At the next stage I added finer threads such as polyester dressmakers’ cotton, Coton a Broder, mohair, embroidery thread and ribbon. I made loops and tangles to impart depth and texture. I added accents of shocking pink jumbo pipe-cleaner, fluorescent yellow lace, yellow organza ribbon, heat-creased synthetic fabric and bobble fringe. These were woven and pushed into the piece. The final result is shown below:

This sample is my favourite of project 2. It is visually interesting with depth and a suggestion of movement. The colour balance works extremely well, especially with the complementary violet, lime green, purple and yellow. It has an organic feel; the pink pipe cleaners and fabric scraps seem to be emerging or erupting from the body of the sample. I love the complexity of the surface. Each time I look, I see new subtleties of colour and new areas of textural interest. It has confirmed my preference of working with larger samples.

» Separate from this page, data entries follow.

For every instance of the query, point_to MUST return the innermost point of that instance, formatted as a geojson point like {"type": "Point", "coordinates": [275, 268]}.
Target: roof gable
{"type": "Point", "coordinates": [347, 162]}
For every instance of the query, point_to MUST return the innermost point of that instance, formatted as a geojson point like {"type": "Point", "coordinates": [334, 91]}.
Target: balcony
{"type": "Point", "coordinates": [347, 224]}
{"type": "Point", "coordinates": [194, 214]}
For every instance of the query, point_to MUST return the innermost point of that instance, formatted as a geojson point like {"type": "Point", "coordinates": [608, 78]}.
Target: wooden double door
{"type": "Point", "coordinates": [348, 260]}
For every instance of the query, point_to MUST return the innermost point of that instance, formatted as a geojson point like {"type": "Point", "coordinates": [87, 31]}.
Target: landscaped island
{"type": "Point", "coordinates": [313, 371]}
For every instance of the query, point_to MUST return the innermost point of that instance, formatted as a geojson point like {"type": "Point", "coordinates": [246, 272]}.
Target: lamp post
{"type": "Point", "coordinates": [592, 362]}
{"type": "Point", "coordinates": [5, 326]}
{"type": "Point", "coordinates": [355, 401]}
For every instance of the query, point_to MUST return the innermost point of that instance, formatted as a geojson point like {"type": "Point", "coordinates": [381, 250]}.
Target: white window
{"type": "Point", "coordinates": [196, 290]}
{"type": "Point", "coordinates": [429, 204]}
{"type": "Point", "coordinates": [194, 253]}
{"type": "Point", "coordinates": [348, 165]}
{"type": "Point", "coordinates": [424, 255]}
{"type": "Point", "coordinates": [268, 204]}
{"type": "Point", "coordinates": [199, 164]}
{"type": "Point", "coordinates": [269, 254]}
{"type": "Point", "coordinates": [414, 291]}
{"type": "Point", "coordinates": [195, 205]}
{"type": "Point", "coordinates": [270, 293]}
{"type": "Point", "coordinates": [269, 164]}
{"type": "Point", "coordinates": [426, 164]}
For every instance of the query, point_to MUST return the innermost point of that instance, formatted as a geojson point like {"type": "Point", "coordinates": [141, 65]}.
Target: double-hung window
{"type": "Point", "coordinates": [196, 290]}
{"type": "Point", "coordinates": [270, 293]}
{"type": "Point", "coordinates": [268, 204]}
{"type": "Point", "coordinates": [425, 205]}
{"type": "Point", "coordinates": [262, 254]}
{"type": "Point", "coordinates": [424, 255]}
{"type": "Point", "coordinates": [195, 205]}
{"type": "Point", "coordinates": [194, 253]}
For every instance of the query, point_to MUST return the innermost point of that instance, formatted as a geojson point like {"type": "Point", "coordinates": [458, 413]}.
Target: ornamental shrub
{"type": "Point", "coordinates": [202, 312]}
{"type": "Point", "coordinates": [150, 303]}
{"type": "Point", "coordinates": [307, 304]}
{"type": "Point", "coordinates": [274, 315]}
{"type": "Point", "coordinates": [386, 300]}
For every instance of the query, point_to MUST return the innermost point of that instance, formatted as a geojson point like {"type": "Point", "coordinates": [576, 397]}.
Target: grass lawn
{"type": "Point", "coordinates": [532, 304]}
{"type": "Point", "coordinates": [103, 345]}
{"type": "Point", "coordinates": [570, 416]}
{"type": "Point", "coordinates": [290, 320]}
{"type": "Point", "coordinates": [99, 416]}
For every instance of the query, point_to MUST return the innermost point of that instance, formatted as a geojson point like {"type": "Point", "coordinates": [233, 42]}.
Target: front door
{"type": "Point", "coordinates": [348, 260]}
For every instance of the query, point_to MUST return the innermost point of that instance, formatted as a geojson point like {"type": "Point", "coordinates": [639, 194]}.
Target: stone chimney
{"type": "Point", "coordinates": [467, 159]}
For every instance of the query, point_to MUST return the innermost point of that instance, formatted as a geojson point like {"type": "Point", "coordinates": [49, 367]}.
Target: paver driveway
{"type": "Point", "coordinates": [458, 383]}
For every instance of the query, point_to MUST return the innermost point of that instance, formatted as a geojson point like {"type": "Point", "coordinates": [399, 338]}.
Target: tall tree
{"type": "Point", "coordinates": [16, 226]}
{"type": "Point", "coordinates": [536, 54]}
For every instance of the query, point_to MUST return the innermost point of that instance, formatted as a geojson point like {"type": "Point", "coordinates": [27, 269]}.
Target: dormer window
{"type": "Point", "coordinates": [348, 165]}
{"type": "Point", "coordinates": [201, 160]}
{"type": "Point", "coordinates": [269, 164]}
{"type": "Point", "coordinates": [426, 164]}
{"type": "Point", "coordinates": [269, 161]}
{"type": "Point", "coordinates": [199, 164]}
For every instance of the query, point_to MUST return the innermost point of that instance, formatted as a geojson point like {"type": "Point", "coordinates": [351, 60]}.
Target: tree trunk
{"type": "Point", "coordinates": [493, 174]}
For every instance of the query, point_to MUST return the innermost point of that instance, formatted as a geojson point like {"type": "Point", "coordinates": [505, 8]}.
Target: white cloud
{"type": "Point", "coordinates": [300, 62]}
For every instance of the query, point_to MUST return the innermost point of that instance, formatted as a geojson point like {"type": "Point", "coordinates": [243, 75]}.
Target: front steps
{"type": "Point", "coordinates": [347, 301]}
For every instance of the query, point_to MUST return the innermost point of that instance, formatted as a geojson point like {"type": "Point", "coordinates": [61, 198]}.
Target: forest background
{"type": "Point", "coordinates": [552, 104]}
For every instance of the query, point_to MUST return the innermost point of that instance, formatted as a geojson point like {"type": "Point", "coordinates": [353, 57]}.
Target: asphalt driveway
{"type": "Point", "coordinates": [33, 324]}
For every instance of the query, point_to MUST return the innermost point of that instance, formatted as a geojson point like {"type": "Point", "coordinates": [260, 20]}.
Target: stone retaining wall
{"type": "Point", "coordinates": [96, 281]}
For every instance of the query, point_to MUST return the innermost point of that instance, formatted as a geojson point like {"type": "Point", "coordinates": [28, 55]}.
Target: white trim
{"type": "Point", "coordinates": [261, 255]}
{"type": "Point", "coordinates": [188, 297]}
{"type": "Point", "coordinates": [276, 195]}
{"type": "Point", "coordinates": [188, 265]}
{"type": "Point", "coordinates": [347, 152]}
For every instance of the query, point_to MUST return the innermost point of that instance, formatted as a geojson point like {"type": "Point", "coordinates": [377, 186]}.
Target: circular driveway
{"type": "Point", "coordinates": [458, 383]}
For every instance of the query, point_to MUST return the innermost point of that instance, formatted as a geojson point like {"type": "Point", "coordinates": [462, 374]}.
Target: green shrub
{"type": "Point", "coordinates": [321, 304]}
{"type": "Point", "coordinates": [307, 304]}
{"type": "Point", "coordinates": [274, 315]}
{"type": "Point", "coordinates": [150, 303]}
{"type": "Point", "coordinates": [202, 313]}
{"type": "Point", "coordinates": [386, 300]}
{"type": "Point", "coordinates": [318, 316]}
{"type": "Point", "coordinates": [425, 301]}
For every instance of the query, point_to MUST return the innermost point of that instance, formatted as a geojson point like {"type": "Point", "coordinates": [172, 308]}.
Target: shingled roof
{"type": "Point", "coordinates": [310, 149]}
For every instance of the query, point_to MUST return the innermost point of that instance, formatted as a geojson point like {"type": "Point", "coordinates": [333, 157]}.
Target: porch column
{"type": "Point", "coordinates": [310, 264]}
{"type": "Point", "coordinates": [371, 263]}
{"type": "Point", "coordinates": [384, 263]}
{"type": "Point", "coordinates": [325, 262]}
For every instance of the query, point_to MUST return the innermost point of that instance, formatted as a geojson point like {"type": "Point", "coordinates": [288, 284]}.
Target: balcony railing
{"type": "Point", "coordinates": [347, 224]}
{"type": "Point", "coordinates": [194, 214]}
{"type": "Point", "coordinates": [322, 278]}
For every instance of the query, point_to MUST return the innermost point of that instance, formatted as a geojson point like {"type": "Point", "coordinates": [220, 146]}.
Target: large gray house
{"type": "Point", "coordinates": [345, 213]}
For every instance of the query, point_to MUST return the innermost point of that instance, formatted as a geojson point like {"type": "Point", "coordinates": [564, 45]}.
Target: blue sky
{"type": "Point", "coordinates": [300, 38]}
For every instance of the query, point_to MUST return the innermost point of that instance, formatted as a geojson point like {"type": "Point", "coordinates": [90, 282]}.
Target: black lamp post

Post script on the work of Judith Scott 9/12/16

Looking back at the work of Judith Scott, I can see that her style differs quite markedly from mine. Her work involves mainly threads in tension, looped under each other to provide a ‘framework’, whereas my style used mostly wrapping, and features many loose threads and tangles. Scott’s work also makes use of many more found objects (for example, her wrapped chair incorporates a large wheel). Her wrapping materials are often reclaimed; washing machine hose, old tights, for example. This gives a huge amount of depth and texture to her pieces. I would like to experiment by incorporating found objects in my wrapping and using them for wrapping materials.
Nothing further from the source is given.